3.Desta decisão judicial foi interposto, pelos arguidos, o presente recurso de constitucionalidade, ao abrigo do artigo 70º, n.º 1, alínea b) da Lei do Tribunal Constitucional, para apreciação da constitucionalidade das normas dos artigos 97º n.º4, 141º, 215º, e 204º alínea c) do Código de Processo Penal, por violação dos artigos 205º e 28º e 32º da Constituição da República Portuguesa. No Tribunal Constitucional foi proferido despacho a ordenar a produção de alegações, ficando os recorrentes notificados para se pronunciarem, querendo, sobre o “eventual não conhecimento do recurso quanto ao artigo 215º do Código de Processo Penal, por esta norma não ter sido aplicada pelo Tribunal recorrido”.
Os recorrentes vieram apresentar alegações, que concluíram do seguinte modo:
“1. O art.º 97º n.º4 do CPP é inconstitucional quando interpretado no sentido de que, no âmbito do 1º interrogatório do arguido detido, o juiz pode dar por reproduzida a promoção do MºPº, sem que fundamente, de modo próprio, a decisão e atenda aos argumentos apresentados pela defesa e acusação.
2. In concreto o recorrente, para além de rebater os fundamentos da acusação, aduziu outros que sempre teriam de ser considerados através de despacho fundamentado.

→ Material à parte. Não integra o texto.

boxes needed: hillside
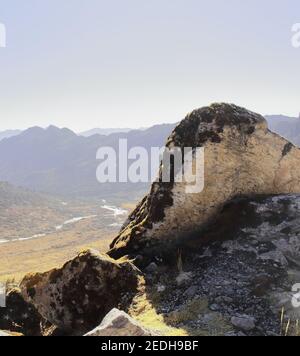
[0,182,135,281]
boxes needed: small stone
[146,262,158,274]
[176,272,193,287]
[216,296,233,304]
[184,286,198,298]
[157,285,166,293]
[209,304,220,311]
[85,309,158,337]
[231,315,255,331]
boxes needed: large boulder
[21,250,139,335]
[109,104,300,258]
[85,309,157,336]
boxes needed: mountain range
[0,124,175,198]
[0,130,22,141]
[0,115,300,199]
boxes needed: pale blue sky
[0,0,300,131]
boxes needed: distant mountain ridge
[265,115,300,146]
[0,124,175,197]
[79,128,133,137]
[0,130,22,141]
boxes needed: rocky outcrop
[109,104,300,257]
[0,289,44,336]
[142,195,300,336]
[85,309,156,336]
[21,250,139,335]
[0,331,12,337]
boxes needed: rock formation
[109,104,300,258]
[85,309,155,336]
[21,250,139,335]
[0,289,45,336]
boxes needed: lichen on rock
[109,104,300,258]
[21,250,139,335]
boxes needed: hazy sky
[0,0,300,131]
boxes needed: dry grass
[0,221,114,282]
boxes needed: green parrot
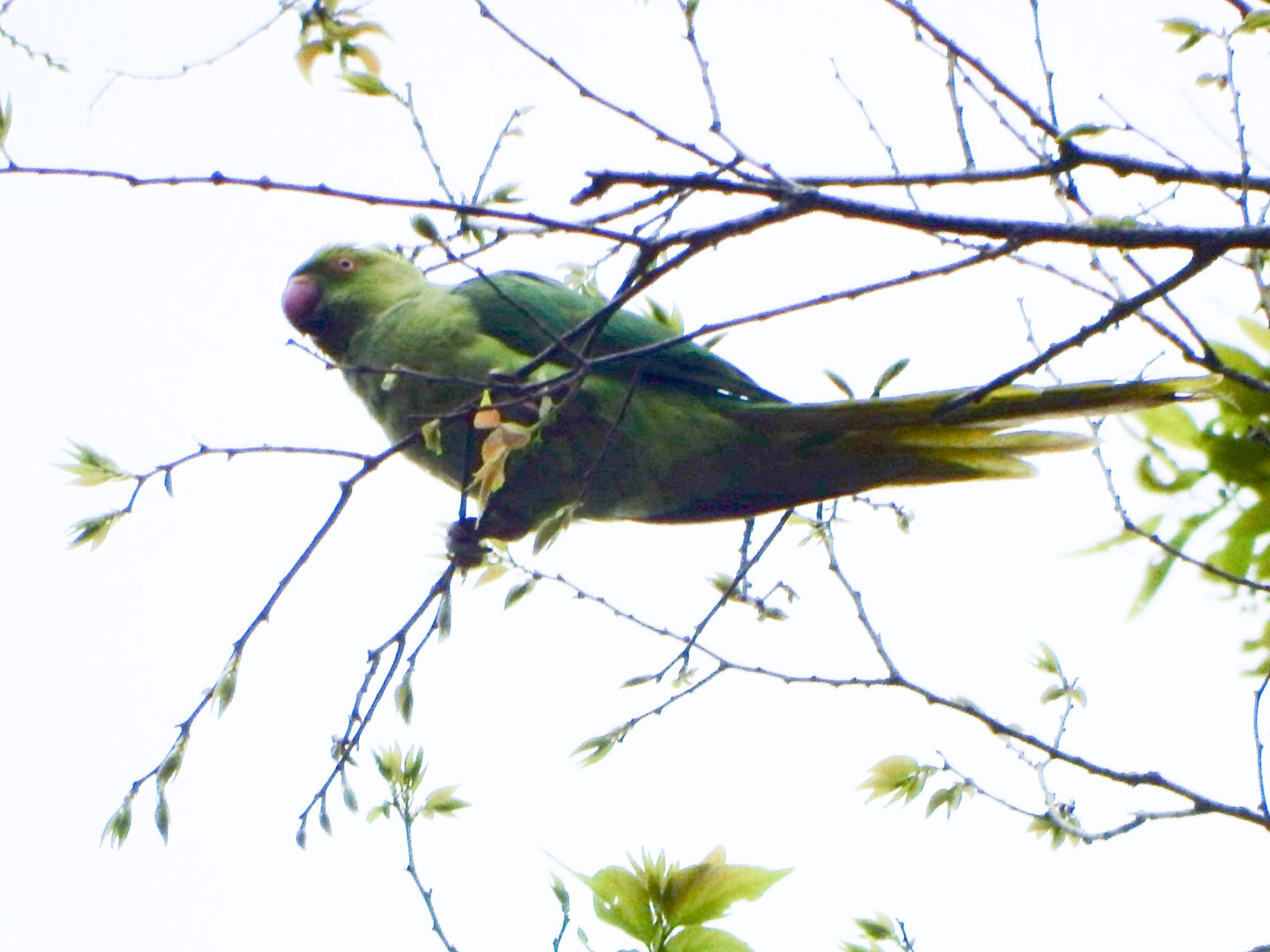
[282,245,1217,539]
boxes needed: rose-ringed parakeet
[282,246,1213,539]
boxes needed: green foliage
[0,97,12,149]
[411,213,441,246]
[574,848,790,952]
[1032,641,1088,707]
[53,441,135,486]
[1122,319,1270,654]
[1161,18,1213,53]
[53,441,134,550]
[102,791,136,849]
[503,575,538,609]
[371,744,471,824]
[573,725,630,767]
[68,509,123,550]
[840,914,912,952]
[868,356,908,399]
[533,503,582,555]
[1058,122,1115,142]
[856,757,938,806]
[824,371,856,400]
[212,653,241,716]
[710,573,795,622]
[393,671,414,723]
[296,0,391,97]
[647,298,683,335]
[1028,806,1083,849]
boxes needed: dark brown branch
[0,162,645,246]
[941,250,1220,414]
[882,0,1062,138]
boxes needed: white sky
[0,0,1270,952]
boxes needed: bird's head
[282,245,423,361]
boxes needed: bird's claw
[446,517,489,571]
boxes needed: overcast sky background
[0,0,1270,952]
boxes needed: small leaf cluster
[365,744,471,824]
[710,573,796,622]
[1127,319,1270,665]
[840,914,912,952]
[296,0,391,97]
[53,441,131,549]
[857,756,975,816]
[578,848,790,952]
[0,97,12,151]
[1161,9,1270,90]
[1028,806,1085,849]
[1032,641,1088,707]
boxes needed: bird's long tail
[663,377,1220,521]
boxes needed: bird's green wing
[453,271,781,401]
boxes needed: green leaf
[102,793,135,849]
[503,576,538,610]
[411,214,441,246]
[296,39,335,82]
[155,734,189,785]
[1135,456,1208,495]
[481,182,525,205]
[393,672,414,726]
[66,510,123,551]
[473,562,508,589]
[533,503,582,555]
[824,371,856,400]
[401,747,427,783]
[1032,641,1058,674]
[53,441,135,486]
[662,862,791,927]
[856,915,895,942]
[0,95,12,148]
[1160,18,1209,53]
[155,785,171,845]
[662,925,753,952]
[578,866,657,946]
[926,783,974,818]
[437,589,455,641]
[1058,122,1115,142]
[212,655,241,717]
[340,70,391,97]
[573,731,625,767]
[551,873,569,915]
[375,744,401,783]
[339,43,381,76]
[870,356,908,400]
[1028,816,1081,849]
[856,757,936,806]
[1129,506,1220,618]
[1134,403,1204,449]
[647,298,683,337]
[423,783,471,818]
[1232,10,1270,33]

3. A remissão para a fundamentação da promoção do MºPº é manifestamente insuficiente até porque estão em causa direitos fundamentais do ser humano.
4. É pois inconstitucional a interpretação dada aquela norma porquanto contende com o estatuído no art.º 205º da CRP.
5. Também é inconstitucional a interpretação que foi dada aos artºs 141º e 215º do CPP quando se interpretam algumas normas com o sentido de que, tendo os arguidos sido presentes para serem ouvidos em primeiro interrogatório e restituídos à liberdade, é admissível, na mesma fase processual, nova detenção para os mesmos efeitos processuais.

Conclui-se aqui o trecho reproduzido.